Prendre au sérieux la démocratie représentative est un préalable absolu, mais qui risque toutefois d’être insuffisant. L’exercice de la démocratie ne se limitant pas au vote, toute réforme importante devrait être précédée d’un large débat social. L’état des forces syndicales, certes, ne facilite pas les choses, mais rien n’oblige un gouvernement à s’en tenir à un face à face avec les organisations de salariés. D’autres modalités de concertation sociale pourraient être expérimentées, du type des « grandes commissions » chargées d’instruire les réformes sociales complexes dans certains pays. En se donnant le temps et les moyens de prendre en compte et de faire dialoguer l’ensemble des points de vue, on a plus de chance de parvenir à un consensus, ou du moins d’élaborer des solutions compréhensibles et donc acceptables par tous.
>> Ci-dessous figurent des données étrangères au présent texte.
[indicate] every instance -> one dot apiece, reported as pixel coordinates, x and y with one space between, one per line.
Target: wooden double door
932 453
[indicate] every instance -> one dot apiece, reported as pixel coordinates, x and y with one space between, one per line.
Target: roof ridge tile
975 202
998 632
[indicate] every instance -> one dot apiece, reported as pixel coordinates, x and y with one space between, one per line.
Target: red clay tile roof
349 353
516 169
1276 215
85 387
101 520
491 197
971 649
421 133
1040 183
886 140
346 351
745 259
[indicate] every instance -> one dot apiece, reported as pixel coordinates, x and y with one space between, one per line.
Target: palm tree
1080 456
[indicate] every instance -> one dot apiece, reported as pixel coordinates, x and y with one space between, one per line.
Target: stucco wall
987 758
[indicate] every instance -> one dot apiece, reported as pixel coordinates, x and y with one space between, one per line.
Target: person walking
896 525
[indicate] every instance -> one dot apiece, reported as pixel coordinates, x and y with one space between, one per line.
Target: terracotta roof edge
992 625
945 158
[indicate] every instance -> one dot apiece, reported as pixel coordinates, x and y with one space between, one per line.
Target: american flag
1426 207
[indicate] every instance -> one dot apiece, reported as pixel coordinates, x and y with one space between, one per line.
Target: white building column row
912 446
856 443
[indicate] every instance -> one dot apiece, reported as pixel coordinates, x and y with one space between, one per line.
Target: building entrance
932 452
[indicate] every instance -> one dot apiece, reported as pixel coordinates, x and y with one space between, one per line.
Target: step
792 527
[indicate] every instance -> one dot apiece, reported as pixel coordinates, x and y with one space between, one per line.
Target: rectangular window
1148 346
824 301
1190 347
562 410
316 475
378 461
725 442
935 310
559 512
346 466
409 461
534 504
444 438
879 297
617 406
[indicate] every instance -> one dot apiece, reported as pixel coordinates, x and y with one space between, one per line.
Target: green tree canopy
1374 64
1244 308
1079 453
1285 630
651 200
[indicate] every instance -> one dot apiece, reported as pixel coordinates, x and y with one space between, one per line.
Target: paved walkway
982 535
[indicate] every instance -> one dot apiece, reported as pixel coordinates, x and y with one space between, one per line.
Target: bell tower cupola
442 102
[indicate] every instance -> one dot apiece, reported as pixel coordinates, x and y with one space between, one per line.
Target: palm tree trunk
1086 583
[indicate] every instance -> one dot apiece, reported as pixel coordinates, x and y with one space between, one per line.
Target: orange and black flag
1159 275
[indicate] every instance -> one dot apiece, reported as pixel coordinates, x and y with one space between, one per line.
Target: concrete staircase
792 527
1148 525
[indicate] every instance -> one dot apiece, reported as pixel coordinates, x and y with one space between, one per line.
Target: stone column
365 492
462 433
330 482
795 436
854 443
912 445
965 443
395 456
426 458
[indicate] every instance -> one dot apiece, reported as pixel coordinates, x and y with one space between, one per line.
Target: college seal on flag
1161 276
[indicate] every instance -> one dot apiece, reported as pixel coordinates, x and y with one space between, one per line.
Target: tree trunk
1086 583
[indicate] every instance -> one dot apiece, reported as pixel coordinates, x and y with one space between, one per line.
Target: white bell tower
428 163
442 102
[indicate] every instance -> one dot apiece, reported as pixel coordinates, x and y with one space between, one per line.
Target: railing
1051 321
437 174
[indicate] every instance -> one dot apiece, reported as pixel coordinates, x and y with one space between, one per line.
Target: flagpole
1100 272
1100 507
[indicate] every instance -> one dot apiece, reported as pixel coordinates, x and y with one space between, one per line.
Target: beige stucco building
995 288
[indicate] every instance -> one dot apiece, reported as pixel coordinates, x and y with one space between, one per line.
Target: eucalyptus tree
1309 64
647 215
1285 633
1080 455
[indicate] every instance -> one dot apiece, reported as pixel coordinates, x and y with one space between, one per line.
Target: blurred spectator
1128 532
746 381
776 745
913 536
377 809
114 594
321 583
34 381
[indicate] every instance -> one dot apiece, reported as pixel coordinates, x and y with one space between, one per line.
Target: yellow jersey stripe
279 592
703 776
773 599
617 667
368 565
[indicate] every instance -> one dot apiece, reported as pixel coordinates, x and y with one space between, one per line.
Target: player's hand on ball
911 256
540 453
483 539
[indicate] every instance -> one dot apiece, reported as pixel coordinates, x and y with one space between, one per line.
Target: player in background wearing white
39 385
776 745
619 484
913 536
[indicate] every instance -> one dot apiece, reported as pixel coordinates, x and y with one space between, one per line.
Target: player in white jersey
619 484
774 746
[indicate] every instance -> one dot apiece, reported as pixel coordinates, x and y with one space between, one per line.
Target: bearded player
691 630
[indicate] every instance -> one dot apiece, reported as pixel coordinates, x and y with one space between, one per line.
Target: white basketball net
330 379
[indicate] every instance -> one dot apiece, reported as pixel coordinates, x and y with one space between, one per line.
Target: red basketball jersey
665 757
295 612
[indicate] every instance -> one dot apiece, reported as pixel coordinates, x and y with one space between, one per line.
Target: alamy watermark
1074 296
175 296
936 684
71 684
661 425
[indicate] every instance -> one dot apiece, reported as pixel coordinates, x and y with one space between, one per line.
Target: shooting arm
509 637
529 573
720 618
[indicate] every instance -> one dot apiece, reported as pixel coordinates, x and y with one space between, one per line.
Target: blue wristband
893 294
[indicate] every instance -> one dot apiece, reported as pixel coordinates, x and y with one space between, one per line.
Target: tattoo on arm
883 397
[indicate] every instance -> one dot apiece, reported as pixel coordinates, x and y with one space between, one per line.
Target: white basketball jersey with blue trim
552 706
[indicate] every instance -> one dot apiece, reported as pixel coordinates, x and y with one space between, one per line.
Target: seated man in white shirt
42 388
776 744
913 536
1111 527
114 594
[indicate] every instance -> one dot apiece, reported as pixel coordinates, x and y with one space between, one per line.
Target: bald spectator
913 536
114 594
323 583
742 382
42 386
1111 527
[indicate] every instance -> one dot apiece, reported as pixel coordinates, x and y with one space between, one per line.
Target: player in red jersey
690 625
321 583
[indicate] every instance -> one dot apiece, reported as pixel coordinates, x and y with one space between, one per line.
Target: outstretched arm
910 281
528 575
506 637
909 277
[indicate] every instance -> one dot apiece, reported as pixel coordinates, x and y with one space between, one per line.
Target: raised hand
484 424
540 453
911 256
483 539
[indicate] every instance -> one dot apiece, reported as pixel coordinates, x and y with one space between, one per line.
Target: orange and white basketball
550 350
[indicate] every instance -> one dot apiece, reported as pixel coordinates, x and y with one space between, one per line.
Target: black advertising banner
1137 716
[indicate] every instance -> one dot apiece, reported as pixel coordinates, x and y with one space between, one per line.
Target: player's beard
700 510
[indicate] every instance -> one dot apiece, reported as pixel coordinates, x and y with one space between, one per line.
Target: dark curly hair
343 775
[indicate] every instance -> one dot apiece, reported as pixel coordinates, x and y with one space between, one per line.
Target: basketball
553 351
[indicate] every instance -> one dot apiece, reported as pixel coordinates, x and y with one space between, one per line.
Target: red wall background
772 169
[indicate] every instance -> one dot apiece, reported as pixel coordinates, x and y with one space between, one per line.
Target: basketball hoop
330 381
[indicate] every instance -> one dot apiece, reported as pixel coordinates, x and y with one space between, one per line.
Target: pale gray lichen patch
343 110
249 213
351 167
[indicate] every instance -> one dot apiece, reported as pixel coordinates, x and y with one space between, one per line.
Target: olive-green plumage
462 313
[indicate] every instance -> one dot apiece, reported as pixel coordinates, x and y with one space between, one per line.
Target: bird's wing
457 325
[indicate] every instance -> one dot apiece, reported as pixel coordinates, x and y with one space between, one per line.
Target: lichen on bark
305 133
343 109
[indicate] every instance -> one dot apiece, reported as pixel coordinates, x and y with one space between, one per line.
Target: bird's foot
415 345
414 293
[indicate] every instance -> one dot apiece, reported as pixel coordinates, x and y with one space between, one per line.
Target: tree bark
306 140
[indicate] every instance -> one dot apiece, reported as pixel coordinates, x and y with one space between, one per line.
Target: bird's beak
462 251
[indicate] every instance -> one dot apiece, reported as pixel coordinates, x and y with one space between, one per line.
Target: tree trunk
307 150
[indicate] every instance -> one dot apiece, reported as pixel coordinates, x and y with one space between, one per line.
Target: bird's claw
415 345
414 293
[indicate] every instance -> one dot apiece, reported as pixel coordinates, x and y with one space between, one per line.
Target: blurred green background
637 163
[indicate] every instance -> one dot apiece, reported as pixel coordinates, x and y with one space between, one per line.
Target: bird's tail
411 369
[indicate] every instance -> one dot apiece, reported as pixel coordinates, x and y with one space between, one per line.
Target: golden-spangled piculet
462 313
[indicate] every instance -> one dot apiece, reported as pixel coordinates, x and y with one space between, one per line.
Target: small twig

Rappelons à ce propos qu’il existe en France une Commission nationale du débat public créée en 1995 par la loi Barnier « chargée de veiller au respect de la participation du public au processus d’élaboration des projets d’aménagement ou d’équipement d’intérêt national, dès lors qu’ils présentent de forts enjeux socio-économiques ou ont des impacts significatifs sur l’environnement ou l’aménagement du territoire ». Pourquoi ne pas s’inspirer de ce précédent ? Le gouvernement et le Parlement sont légitimes pour prendre des décisions mais on ne réformera pas la société française sans développer sa capacité à débattre, négocier et faire des choix collectifs dans la clarté. Il est temps que les intellectuels et experts réformateurs prennent davantage au sérieux les questions posées par le fonctionnement concret des institutions démocratiques.